Chorizema glycinifolium is a species of flowering plant in the family Fabaceae and is endemic to the south-west of Western Australia. It is a slender, erect or sprawling shrub with variably-shaped leaves and orange, pink or red flowers with yellowish markings.

==Description==
Chorizema glycinifolium is a slender, erect or sprawling shrub with branches up to 80 cm long. The leaves are variably shaped, mostly 15–75 mm long and 1–15 mm wide - those near the base of the plant short and broad, and those nearer the ends of the branches long and narrow. The flowers are 10–12 mm wide and orange, pink or red with yellowish markings.

==Taxonomy==
This species of pea was first formally described in 1808 by James Edward Smith, who gave it the name Dillwynia glycinifolia in Transactions of the Linnean Society of London from specimens collected by Archibald Menzies near King George's Sound. In 1917, George Claridge Druce transferred the species to Chorizema as C. glycinifolia. The specific epithet (glycinifolium) means "Glycine-leaved".

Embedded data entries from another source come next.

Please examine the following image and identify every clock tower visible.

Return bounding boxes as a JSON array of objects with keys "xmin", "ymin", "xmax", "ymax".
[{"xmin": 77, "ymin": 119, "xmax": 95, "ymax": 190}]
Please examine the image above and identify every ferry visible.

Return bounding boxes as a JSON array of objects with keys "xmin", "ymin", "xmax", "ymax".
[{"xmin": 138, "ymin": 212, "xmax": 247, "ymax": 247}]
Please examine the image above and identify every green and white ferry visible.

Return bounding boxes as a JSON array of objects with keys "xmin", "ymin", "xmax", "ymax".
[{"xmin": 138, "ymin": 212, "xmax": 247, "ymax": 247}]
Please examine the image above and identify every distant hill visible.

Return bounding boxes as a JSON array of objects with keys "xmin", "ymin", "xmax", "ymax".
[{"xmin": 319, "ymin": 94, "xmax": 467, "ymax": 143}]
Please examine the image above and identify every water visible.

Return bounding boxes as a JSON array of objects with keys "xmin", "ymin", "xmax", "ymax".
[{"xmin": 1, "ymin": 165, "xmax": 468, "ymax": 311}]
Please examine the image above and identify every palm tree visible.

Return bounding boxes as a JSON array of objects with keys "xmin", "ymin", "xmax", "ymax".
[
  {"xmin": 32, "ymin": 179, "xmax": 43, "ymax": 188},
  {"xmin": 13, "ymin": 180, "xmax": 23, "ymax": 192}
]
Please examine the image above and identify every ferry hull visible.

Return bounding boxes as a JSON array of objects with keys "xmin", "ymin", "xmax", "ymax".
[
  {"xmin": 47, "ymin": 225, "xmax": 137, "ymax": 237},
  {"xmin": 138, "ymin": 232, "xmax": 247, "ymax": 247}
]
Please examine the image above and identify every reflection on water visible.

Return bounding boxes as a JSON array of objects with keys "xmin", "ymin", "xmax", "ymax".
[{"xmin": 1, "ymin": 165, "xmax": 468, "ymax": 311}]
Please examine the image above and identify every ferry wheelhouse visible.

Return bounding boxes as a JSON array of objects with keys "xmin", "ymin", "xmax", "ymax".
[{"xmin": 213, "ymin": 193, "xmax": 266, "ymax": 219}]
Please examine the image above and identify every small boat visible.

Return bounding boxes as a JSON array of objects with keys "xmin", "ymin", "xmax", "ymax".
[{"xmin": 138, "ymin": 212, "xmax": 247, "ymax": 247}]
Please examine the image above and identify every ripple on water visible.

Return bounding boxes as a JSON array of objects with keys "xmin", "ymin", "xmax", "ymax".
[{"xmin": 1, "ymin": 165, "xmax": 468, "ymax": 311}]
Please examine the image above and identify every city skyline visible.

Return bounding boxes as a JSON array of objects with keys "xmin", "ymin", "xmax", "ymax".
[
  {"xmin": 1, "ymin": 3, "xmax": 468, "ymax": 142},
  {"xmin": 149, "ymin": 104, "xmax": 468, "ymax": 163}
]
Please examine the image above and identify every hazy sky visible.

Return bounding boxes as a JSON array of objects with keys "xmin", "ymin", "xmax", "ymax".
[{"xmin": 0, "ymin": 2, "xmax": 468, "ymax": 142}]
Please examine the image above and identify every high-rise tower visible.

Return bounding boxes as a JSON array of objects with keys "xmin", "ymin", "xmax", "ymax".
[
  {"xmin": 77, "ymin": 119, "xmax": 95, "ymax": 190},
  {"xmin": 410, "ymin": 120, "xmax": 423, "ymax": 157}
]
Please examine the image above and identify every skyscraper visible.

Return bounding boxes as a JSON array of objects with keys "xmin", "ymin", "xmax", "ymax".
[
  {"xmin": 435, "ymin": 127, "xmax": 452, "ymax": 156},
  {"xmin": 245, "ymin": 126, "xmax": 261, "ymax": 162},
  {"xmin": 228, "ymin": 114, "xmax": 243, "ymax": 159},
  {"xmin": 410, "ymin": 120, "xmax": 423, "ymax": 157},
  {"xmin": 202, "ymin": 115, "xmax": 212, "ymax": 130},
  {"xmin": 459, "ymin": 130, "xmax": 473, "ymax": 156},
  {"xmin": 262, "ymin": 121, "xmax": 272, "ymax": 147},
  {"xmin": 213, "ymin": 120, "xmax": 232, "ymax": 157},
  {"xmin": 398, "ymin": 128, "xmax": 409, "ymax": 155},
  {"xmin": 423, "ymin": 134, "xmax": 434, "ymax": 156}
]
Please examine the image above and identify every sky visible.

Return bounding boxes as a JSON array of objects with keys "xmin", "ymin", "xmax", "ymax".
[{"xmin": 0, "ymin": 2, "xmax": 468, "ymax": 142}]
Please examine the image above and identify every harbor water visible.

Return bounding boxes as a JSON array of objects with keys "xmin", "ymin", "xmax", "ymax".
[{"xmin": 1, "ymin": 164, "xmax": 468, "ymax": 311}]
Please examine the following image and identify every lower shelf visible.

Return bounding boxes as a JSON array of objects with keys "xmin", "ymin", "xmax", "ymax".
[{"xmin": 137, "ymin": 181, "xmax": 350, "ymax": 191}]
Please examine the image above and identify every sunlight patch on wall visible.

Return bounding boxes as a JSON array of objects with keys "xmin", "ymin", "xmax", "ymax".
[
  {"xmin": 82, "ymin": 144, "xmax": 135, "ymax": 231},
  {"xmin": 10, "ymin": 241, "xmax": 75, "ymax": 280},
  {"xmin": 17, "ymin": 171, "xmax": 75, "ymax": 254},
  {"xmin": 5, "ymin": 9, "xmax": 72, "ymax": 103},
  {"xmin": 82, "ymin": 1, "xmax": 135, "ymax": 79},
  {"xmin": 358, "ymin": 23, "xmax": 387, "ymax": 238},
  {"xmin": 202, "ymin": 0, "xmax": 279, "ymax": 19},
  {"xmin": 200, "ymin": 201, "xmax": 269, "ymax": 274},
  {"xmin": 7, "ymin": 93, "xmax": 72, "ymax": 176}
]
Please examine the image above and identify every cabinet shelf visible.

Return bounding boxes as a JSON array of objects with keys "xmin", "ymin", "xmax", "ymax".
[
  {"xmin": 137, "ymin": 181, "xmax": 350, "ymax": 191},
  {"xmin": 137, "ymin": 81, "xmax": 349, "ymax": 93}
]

==Distribution and habitat==
Chorizema glycinifolium grows in sandy or gravelly soil in kwongan or in swampy places on plains and coastal areas in the Avon Wheatbelt, Esperance Plains, Jarrah Forest, Mallee, Swan Coastal Plain and Warren bioregions of south-western Western Australia. The species is listed as "not threatened" by the Western Australian Government Department of Biodiversity, Conservation and Attractions.